Bonet set out to paint pictures that tell stories, and the stories he comes up with are almost always gruesome and have something sordid about them. Sex and violence are often part of the equation. They also reflect his pronounced pessimism about the state of the world, the pettiness, selfishness and daily misery that he sees everywhere around him.

Albert Bonet
Bonet believes that the time has come to separate his creation space from his living space.Jordi Adrià

While he was trying to find his way in painting, Bonet started to make a living as a tattoo artist in a Barcelona studio, Blessed Art. He counted soccer players like Neymar Jr., Luis Suárez, Danilo and Arnau Tenas among his clients. Neymar’s “very simple, meritless tattoo” brought Bonet his first taste of fame. “It was all a bit crazy. He showed up surrounded by his entourage in a limousine with tinted windows. I am not starstruck at all, and I don’t have the slightest interest in soccer… At one point, I threatened to go home, because they were going at their own pace, without any respect for other people’s schedules. So, they apologized to me, and Neymar and some of his friends finally sat down to have me do his tattoo, which was a sort of shared memory of Barcelona, because Neymar had already decided to go to Paris Saint Germain. That was the day that [Spanish soccer player] Gerard Piqué posted his famous tweet — ‘He’s staying!’ — and everyone from sports media was trying to track down the Brazilian, who was with me, in the workshop.”

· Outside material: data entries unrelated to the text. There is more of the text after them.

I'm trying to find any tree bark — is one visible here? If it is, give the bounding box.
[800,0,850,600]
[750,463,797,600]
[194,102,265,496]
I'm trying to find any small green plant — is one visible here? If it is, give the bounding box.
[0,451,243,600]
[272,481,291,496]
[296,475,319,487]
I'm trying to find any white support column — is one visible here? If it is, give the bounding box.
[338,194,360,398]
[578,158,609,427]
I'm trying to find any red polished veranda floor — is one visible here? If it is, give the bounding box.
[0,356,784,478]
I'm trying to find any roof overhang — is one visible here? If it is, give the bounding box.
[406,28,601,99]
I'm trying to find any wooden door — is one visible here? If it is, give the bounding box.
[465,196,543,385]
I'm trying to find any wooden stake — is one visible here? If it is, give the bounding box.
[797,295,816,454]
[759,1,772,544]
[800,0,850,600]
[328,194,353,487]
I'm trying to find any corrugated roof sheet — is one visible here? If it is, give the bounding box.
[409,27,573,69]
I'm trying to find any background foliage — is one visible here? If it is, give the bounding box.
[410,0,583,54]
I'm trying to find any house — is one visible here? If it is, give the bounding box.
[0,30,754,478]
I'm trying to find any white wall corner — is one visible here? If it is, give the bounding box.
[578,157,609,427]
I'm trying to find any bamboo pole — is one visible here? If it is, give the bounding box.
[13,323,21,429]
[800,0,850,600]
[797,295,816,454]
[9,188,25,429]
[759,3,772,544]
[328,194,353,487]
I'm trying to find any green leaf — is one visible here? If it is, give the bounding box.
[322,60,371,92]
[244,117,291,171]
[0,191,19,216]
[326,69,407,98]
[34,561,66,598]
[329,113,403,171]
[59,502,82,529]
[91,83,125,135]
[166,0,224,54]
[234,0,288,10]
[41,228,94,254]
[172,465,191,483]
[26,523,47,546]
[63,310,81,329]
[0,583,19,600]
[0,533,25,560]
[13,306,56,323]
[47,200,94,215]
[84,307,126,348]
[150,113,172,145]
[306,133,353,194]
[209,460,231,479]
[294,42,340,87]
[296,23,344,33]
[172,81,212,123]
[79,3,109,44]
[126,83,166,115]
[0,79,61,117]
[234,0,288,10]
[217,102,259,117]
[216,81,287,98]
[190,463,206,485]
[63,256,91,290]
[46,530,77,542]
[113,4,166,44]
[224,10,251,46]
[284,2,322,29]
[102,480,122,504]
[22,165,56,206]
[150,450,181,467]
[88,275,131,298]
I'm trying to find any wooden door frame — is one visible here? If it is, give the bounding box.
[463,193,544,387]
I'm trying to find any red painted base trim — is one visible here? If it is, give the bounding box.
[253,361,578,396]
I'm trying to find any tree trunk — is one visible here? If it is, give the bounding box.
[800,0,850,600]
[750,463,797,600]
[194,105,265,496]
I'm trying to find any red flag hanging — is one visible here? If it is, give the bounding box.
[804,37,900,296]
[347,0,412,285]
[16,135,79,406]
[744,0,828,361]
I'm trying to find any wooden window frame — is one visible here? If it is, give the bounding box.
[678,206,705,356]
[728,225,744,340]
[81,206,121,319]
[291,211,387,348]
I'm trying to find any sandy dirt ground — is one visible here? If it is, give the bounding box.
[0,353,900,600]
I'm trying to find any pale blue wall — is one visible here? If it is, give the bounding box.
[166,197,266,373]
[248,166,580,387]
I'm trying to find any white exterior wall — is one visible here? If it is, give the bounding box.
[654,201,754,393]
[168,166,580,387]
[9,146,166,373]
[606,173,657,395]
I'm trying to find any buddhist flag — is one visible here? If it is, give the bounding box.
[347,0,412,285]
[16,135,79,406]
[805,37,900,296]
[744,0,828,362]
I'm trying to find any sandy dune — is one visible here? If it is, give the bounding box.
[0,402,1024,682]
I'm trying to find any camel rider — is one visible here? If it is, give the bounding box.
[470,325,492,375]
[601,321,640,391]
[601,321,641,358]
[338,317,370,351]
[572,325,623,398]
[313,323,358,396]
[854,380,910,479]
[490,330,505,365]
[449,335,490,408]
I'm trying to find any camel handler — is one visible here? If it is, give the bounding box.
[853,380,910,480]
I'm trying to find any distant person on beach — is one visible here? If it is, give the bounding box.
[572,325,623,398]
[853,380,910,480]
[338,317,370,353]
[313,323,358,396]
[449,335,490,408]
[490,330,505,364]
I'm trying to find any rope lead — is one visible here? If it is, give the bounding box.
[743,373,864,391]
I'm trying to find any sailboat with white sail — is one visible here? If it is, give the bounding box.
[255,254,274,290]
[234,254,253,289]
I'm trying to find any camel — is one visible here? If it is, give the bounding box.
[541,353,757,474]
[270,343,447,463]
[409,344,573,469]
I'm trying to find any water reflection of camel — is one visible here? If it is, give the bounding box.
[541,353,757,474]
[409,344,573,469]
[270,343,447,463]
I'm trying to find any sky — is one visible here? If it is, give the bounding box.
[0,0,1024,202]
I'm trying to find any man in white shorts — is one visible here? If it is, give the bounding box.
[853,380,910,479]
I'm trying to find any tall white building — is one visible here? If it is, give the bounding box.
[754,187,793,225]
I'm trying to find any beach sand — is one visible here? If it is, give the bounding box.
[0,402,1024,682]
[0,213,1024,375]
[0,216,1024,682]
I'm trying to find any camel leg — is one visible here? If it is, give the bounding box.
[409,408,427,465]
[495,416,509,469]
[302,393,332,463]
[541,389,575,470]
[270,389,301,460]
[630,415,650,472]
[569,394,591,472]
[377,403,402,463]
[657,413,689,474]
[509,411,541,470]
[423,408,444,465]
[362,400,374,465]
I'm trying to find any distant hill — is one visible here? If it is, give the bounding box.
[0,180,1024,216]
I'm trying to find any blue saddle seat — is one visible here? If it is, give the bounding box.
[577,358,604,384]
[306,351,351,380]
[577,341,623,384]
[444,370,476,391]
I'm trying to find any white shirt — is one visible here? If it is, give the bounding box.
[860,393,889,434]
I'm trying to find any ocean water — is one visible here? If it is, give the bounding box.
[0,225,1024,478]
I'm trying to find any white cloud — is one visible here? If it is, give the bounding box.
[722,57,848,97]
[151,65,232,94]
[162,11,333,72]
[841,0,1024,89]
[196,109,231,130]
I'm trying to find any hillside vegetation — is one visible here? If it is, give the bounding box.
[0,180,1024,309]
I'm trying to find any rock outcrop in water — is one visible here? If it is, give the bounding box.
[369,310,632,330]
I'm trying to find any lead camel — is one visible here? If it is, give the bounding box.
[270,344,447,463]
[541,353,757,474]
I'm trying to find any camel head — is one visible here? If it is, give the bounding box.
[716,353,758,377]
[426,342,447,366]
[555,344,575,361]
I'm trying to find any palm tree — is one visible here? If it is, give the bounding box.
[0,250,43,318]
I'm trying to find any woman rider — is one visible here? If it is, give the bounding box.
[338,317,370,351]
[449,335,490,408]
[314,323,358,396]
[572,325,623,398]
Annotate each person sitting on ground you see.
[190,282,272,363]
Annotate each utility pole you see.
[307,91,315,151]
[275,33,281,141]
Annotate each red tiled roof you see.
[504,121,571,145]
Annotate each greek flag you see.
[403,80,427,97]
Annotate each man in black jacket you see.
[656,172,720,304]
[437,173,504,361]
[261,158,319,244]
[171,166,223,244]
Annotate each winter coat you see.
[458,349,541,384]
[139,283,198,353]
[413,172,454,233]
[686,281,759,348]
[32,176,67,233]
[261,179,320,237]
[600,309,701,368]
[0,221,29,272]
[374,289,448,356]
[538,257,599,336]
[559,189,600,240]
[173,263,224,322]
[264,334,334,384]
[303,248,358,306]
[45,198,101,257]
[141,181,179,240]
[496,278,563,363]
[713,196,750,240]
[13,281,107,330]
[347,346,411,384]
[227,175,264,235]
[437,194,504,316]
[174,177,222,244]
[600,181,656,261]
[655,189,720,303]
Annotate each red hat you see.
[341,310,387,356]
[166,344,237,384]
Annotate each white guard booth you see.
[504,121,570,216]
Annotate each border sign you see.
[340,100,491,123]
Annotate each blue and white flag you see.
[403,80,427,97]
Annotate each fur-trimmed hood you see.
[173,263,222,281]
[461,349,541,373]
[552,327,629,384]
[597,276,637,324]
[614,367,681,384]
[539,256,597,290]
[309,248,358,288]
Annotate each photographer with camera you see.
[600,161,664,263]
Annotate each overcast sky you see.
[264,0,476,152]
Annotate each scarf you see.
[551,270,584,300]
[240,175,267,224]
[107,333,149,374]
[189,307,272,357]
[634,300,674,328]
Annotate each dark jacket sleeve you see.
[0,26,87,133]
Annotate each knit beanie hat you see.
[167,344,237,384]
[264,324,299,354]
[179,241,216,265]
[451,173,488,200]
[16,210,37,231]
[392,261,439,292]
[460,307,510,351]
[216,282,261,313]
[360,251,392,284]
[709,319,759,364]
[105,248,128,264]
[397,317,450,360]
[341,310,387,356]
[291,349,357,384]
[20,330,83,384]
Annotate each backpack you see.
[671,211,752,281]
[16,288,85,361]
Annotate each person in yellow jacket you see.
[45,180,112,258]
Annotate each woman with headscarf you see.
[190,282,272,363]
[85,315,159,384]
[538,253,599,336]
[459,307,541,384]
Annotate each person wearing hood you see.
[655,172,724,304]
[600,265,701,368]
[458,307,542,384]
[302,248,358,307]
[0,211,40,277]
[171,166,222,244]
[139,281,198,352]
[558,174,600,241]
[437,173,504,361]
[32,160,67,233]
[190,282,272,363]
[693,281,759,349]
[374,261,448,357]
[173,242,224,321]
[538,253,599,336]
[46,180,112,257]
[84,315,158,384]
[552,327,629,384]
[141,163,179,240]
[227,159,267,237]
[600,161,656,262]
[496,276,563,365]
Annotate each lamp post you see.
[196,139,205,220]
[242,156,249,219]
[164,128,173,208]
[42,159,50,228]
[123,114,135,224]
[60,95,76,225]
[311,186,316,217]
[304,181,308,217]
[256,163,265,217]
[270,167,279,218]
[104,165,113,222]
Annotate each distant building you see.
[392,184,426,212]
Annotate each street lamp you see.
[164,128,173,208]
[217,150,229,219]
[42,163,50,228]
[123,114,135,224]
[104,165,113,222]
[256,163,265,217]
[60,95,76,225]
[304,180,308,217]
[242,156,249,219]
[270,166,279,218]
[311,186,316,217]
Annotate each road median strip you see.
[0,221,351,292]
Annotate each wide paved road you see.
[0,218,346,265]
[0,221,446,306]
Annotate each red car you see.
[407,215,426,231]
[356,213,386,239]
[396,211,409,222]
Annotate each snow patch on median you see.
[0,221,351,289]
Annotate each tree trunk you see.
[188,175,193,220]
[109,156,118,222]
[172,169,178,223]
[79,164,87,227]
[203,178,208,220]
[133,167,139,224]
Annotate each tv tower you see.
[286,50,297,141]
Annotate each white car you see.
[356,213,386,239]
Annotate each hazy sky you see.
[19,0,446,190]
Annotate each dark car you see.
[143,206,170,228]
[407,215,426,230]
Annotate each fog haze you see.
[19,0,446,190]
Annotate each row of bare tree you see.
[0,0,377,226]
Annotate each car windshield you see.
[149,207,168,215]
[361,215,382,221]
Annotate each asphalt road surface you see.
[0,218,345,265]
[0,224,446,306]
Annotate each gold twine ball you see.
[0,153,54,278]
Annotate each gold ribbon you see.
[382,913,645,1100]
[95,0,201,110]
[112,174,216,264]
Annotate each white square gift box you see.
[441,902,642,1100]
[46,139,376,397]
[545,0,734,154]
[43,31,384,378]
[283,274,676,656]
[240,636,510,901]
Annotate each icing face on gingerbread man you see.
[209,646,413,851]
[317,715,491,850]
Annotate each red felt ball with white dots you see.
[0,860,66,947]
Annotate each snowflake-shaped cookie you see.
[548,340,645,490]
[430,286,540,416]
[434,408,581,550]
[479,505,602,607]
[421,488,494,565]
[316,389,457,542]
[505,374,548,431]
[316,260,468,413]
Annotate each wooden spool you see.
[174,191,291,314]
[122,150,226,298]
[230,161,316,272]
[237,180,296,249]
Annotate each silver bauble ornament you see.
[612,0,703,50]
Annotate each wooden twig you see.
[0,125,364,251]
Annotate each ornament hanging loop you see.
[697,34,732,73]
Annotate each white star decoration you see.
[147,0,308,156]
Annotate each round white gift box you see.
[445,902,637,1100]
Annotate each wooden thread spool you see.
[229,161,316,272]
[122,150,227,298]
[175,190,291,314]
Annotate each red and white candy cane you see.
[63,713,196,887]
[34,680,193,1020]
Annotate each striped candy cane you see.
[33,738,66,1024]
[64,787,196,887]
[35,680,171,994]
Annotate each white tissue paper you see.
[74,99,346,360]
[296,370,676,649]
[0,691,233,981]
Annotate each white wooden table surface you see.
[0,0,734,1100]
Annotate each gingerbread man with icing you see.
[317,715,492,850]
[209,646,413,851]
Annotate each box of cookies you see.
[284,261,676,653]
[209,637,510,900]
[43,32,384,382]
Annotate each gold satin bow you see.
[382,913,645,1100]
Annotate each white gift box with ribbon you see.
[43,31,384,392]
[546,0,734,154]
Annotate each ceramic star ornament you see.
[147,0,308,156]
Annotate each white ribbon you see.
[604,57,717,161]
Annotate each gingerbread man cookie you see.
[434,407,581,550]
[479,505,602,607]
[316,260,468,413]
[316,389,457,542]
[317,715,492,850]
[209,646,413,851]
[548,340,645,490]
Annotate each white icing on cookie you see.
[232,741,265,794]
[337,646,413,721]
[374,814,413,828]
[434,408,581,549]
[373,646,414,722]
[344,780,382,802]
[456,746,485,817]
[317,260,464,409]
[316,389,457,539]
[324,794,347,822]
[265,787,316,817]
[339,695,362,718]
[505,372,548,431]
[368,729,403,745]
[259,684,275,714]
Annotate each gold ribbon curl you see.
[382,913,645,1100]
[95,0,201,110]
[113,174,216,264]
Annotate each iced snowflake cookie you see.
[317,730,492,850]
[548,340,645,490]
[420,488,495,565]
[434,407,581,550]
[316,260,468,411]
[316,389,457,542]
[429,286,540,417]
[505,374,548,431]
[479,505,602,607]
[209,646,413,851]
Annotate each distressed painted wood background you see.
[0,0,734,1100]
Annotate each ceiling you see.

Bonet acknowledges that this old story is now water under the bridge: “I’ve already left the phase of doing tattoos for soccer players behind [me]. Undoubtedly, I will continue doing tattoos, but it will be more personal work, less routine. Right now, my priority is painting.” His Stakhanovism, dexterity and unique point of view have led him to sell work at a frenetic pace. He has participated in institutional projects, such as the creation of a mural dedicated to Saint Agda, the local patron saint, in his hometown of Riba-roja. He won a prize at the prestigious Tokyo Tower Art Fair. And he has remained true to himself, without subterfuge or concessions. He is happy with how life has treated him, though he still believes that “the world is rotten and full of shit everywhere.”